Today’s tour, which of course has to start with a connection to the weekly Parsha as we come closer to the end our annual Torah reading and the end of the Moshe our great leaders life, starts with Moshe’s statement that he is 120 years old, his birthday and day of passing and he is preparing for death. The Talmud tells us that when Moshe went up to receive the Torah Hashem instead shows him the future generations. In this vision he sees another great figure over a thousand years later, the great Rabbi Akiva who is teaching Torah in the Beit Midrash. Moshe is overwhelmed at how Rabbi Akiva would explain even the small shapes and crowns of each letter in the Torah, to the degree that he says “You have Rabbi Akiva what do you need me for?” When Rabbi Akiva than says that we have learned this all from Moshe on Sinai though Moshe is consoled.

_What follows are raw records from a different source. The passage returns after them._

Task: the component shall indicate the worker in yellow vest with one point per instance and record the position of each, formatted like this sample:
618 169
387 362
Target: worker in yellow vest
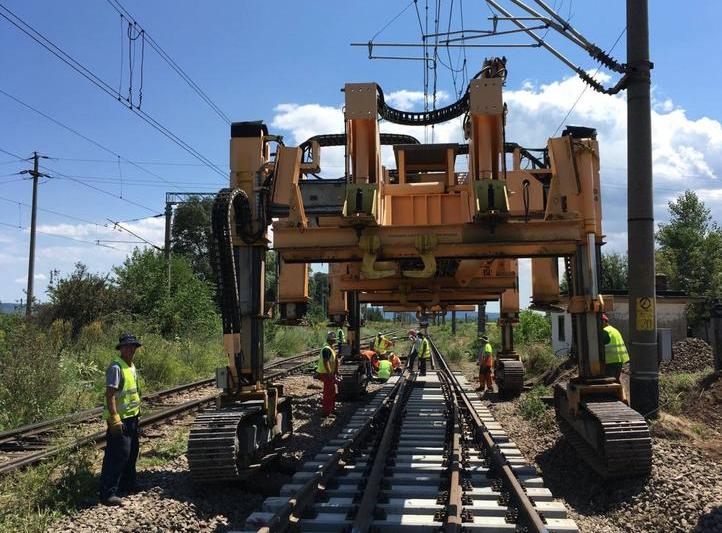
385 369
121 412
424 352
486 365
615 351
326 370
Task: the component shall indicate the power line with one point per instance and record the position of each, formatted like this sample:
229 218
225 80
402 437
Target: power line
587 86
116 5
81 69
93 243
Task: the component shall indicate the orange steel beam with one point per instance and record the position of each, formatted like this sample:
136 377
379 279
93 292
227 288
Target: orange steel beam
500 282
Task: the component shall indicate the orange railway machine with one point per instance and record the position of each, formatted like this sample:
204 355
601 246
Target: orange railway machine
422 235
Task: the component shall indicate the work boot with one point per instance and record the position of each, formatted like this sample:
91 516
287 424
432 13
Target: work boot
112 501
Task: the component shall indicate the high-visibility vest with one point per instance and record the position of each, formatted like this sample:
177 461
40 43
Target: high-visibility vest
616 350
127 398
384 369
487 355
321 368
425 350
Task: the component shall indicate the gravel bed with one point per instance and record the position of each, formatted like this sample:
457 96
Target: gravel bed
169 502
689 355
683 493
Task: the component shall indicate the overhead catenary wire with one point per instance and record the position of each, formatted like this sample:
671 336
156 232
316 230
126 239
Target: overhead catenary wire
117 6
81 69
584 89
93 243
92 141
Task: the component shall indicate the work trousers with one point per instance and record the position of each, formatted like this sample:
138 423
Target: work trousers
121 454
329 393
613 370
485 378
411 360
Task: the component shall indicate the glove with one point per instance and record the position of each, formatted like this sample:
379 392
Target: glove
115 425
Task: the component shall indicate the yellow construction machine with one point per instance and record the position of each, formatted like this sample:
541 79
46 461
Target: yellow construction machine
421 236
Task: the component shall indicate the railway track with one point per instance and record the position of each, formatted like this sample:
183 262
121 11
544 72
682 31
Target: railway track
31 444
424 454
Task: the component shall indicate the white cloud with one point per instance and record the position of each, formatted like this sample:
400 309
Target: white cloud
409 100
37 277
687 152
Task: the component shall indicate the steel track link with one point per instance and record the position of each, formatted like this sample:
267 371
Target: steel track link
424 467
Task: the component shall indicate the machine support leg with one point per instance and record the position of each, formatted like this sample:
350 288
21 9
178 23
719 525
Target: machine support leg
481 319
644 382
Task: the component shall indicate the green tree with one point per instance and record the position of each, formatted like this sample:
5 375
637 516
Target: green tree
690 252
142 288
318 292
80 298
191 234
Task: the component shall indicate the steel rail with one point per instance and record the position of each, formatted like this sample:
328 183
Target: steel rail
292 511
528 514
88 414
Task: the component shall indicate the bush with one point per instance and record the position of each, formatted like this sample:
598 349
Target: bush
678 390
532 327
186 309
31 500
539 358
29 370
79 298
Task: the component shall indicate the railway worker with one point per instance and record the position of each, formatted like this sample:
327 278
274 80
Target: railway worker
326 371
424 352
369 355
384 370
121 411
615 351
340 338
486 365
381 344
414 348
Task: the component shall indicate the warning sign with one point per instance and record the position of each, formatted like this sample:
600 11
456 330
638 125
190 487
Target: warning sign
645 314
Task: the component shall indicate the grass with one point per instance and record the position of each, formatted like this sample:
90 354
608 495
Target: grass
32 499
678 390
165 449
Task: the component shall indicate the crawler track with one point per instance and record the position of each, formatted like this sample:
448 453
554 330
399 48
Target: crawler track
28 445
424 455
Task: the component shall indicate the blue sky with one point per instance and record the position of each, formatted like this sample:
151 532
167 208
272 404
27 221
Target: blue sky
285 62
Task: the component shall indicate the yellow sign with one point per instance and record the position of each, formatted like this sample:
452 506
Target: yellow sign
645 314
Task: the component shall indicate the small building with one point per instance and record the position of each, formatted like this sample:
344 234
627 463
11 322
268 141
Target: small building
671 314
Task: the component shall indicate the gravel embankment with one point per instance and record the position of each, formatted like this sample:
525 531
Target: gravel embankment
169 502
689 355
683 494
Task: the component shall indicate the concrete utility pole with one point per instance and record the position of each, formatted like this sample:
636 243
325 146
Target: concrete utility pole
481 318
644 382
36 174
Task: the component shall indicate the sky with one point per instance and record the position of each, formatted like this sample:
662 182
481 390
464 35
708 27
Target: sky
285 63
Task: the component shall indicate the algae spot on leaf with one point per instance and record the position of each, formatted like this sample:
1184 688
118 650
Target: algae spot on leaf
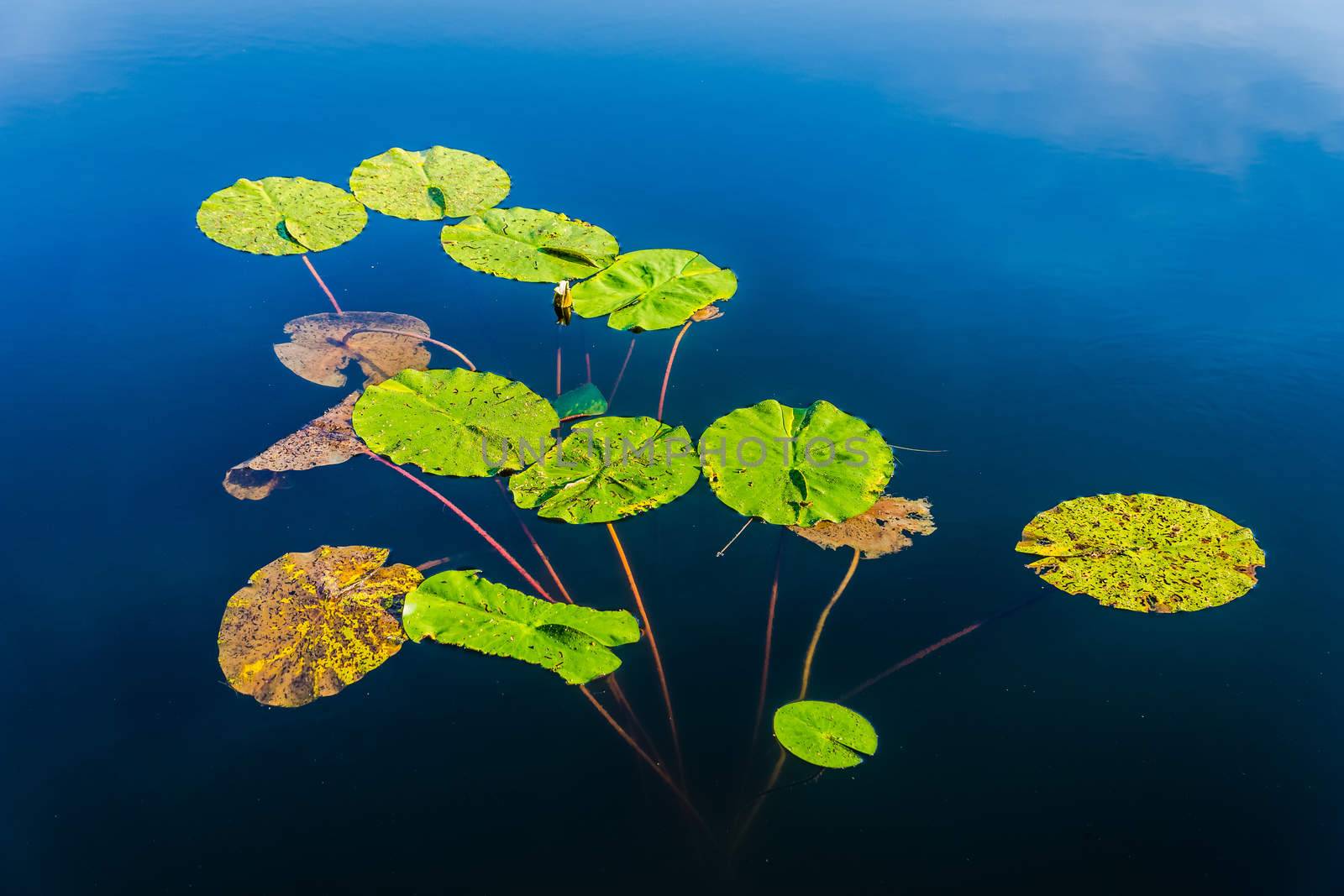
1142 553
824 734
429 184
530 244
796 466
281 217
309 624
654 289
383 344
461 609
456 422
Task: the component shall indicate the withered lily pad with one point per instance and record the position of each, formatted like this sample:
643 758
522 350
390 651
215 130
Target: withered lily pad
1142 553
309 624
383 344
884 528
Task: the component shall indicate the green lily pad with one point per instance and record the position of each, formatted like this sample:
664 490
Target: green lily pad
585 401
456 422
654 289
824 734
281 217
531 244
796 465
429 184
608 469
1142 553
461 609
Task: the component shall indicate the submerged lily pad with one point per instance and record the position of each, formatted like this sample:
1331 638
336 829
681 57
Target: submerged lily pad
1142 553
456 422
796 465
461 609
824 734
322 443
654 289
429 184
531 244
281 217
309 624
608 469
322 345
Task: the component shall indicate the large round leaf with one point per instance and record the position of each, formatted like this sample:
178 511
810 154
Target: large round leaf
531 244
1142 553
281 217
429 184
461 609
654 289
608 469
456 422
309 624
824 734
796 466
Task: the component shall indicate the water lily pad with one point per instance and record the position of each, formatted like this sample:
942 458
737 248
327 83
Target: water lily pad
322 345
461 609
456 422
608 469
429 184
281 217
322 443
654 289
880 530
1142 553
796 465
309 624
824 734
531 244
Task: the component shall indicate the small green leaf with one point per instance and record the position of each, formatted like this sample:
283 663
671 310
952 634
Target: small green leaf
654 289
429 184
824 734
461 609
281 217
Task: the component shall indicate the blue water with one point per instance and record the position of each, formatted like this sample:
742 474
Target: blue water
1082 251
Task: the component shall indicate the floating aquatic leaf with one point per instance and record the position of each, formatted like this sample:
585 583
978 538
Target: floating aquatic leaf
1142 553
654 289
309 624
456 422
880 530
461 609
281 217
584 401
796 466
531 244
608 469
322 443
429 184
824 734
320 345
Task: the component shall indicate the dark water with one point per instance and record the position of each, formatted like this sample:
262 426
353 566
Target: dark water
1085 251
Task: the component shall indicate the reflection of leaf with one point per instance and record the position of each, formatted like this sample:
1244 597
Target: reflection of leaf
531 244
1142 553
654 289
281 217
456 422
461 609
429 184
796 465
878 531
320 345
322 443
608 469
824 734
309 624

Rabbi Akiva, who like Moshe according to the Medrash also lived 120 years (Hillel and Rabbi Yochanan Ben Zakkai are the other two mentioned), is the hidden figure that if one looks carefully can be found all over the Yom Kippur davening. In fact the Chi”da notes that Rabbi Akiva, who was martyred on Yom Kippur, is in fact the essence of Yom Kippur and all of our prayers should be in his merit. So let’s start from the beginning (a very good place to start) and your homework this Yom Kippur is to find various places in the service where our sages, who formulated our prayers, placed references to Rabbi Akiva and his ideas.

Our introduction to the Yom Kippur service before Kol Nidrei is the recital of the verse
Ohr ZaruAH La’TzadiK U’LiyishreI LeV SimchA- A light shall shine for the righteous and joy for those of a stalwart heart”. If you noticed the last letters of each one of the words actually spell out Rabbi Akiva’s name. Cool! Well that’s pretty neat (we tour guides like it when you say that). So our prayers start off with a hint of Rabbi Akiva. Even more inspiring though is that as this is said we take that Sefer Torah, that he explained every nuance of (even the word Es), around the Beit Knesset and lovingly kiss it as we think of the love he had for the Torah. We then recite verses and a statement of how we are permitted to pray together with sinners for in truth
Kol H’Am Bi’Shgagah- we are all unintentional sinners (at least)”
 That concept of all of us being connected and responsible for one another falls under what Rabbi Akiva coined as the Torah’s golden rule- “Amar Rabbi Akiva- Va’Ahavta Li’rayacha Kamocha- Zeh Klal Gadol Ba’Torah- And you shall love your fellow as your self is a primary principle of the Torah.”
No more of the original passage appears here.